第15回目はThe Manhattan Transfer。
前回ご紹介したランバート・ヘンドリックス&ロスの影響を受けたコーラスグループです。
1972年に結成されていますが、全盛期のメンバーは、
リーダーのティム・ハウザー(1941- 2014:没後はトリスト・カーレスが参加)
アラン・ポール(1949 - )、ジャニス・シーゲル(1952 - )と シェリル・ベンティーン(1954 - )。
かなり昔に「ブランデー 水で割ったらアメリカン」というコピーのCMで、‘American Pop’という曲(1983年のアルバム“Bodies and Souls”に収録)を歌っていたのを、記憶している方もいらっしゃるかもしれません。
アンサンブルが美しくコーラスの技術は完璧、アレンジも素晴らしく、ステージングも華麗。
グラミー賞を何度も受賞し、ジャズ・ヴォーカルの枠を超えたあらゆるジャンルの作品を残しています。
その中で、ジャズの楽曲を中心に集めた主なアルバムとしては・・
1985年の“Vocalese”。文字通りのタイトルですね。
ジョン・ヘンドリックスが歌詞をつけ、ディジー・ガレスピー、トミー・フラナガン、マッコイ・タイナー、レイ・ブラウン、ロン・カーターといった蒼々たるメンバーが加わっています。

1997年の“Swing”。
こちらはグレン・ミラーやベニー・グッドマン等、1930〜1940年代のスゥイングのスタイルの曲。
ベースのレイ・ブラウンやヴァイオリンのステファン・グラッペリが加わっています。
そしてなんとチック・コリアの曲を集めた2009年の“The Chick Corea Songbook”!
手元にあった21枚のアルバムを年代順に聴いて、はじめて聴く方のために今回選んだのは、1987年の“Man-Tora! Live In Tokyo”。
日本でのライブ盤なので、親しみやすい選曲です。
‘Root66’ ‘How high the moon'といったスタンダードナンバーや、ウェザー・リポートのヒット曲‘Birdland’のヴォーカリーズなど、マントラのCDでお馴染みの曲がいくつも収録されています。
ライブなのにこんなに演奏のクオリティが高いなんて驚きです。
マントラは、今のようにがっつりジャズを聴いていなかった頃、親しみやすくて良く聴いていたグループです。
久しぶりに今回まとめて聴いて、懐かしい青春時代の思い出がよみがえってきました。

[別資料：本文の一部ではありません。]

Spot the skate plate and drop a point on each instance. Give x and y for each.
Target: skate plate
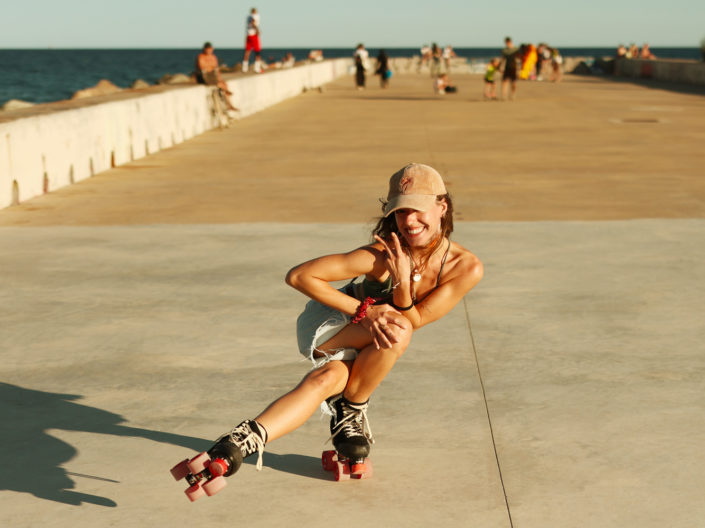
(205, 475)
(344, 468)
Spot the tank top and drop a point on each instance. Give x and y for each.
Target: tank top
(383, 291)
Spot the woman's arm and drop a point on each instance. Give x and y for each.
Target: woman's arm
(442, 300)
(465, 273)
(312, 278)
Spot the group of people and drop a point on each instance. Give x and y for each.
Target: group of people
(207, 68)
(633, 52)
(361, 57)
(436, 59)
(524, 62)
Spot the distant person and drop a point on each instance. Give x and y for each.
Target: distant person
(288, 61)
(543, 57)
(383, 69)
(208, 73)
(436, 56)
(448, 54)
(646, 53)
(252, 42)
(509, 69)
(442, 85)
(556, 65)
(490, 81)
(425, 57)
(315, 55)
(361, 55)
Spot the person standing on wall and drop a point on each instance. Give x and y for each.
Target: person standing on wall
(252, 42)
(360, 56)
(509, 71)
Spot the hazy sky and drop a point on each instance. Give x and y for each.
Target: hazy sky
(342, 23)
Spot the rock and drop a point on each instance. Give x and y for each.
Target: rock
(139, 84)
(178, 78)
(15, 104)
(104, 87)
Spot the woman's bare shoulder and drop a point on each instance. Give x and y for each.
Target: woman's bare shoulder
(464, 263)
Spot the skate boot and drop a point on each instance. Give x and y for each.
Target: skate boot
(244, 440)
(350, 430)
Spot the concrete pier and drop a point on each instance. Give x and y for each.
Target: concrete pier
(144, 313)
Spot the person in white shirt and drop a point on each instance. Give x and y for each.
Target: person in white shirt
(252, 42)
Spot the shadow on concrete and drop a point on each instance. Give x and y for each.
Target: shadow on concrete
(300, 465)
(689, 89)
(31, 458)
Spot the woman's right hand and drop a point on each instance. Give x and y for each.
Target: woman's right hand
(382, 321)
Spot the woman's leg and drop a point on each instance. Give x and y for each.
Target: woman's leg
(294, 408)
(372, 366)
(356, 380)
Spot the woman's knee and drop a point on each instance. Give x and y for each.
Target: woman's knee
(403, 336)
(328, 379)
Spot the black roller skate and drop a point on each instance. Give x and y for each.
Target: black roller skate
(207, 471)
(351, 436)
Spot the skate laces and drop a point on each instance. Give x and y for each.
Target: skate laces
(245, 438)
(354, 423)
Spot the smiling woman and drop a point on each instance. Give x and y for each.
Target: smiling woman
(412, 275)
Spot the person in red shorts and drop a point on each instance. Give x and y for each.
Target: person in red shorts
(252, 42)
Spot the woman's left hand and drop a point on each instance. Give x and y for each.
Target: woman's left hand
(381, 321)
(396, 260)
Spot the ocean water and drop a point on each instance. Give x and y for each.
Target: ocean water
(42, 75)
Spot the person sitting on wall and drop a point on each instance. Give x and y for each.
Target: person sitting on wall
(208, 73)
(442, 85)
(646, 53)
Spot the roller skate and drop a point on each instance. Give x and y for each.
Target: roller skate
(206, 472)
(351, 436)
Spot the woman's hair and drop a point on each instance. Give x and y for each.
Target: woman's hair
(388, 225)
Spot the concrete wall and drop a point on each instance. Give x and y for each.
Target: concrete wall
(680, 71)
(43, 151)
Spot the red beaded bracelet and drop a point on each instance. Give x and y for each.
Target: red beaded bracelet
(361, 312)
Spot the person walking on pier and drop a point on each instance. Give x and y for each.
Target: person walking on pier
(208, 72)
(509, 70)
(383, 69)
(490, 92)
(252, 42)
(412, 274)
(361, 55)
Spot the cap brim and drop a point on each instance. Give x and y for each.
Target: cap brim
(418, 202)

。。。
ジャズ・コーラスを更に聴きたい方にお勧めしたいのはNew York Voices 。
1989年に初CDをリリースしているグループです。
当初は5人でしたが現在のメンバーはDarmon Meaderら4人。
アレンジャーでありサックス奏者でもあるDarmon は、以前にこのブログで紹介したCD“THE ROYAL BOPSTERS PROJECT”でジョン・ヘンドリックスやアニー・ロスらと共演していた方です。
このグループもあらゆるジャンルの曲を歌っていますが、ジャズファンの方はマントラよりもこちらの方がお好みかもしれません。
‘Cotton tale' や‘Clondburst’といったヴォーカリーズの曲をランバート・ヘンドリックス&ロスと聴き比べるのも興味深いですし。
お勧めCDは“Sing Sing Sing”(2000)と“New York Voices Live”(2013)。
アカペラでジャズのサウンドが堪能できるのもジャズ・コーラスグループならでは。
前者のCDでは‘I'll be seeing you’、後者のCDでは‘Almost like being in love'が必聴です。

アカペラで歌ったヴォーカリーズの曲‘Farmer's Market'は、カウント・ベイシー楽団と共演したアルバム“Count Basie Orchestra with the New York Voices - Live at Manchester Craftsmen's Guild”(2005)に収められています。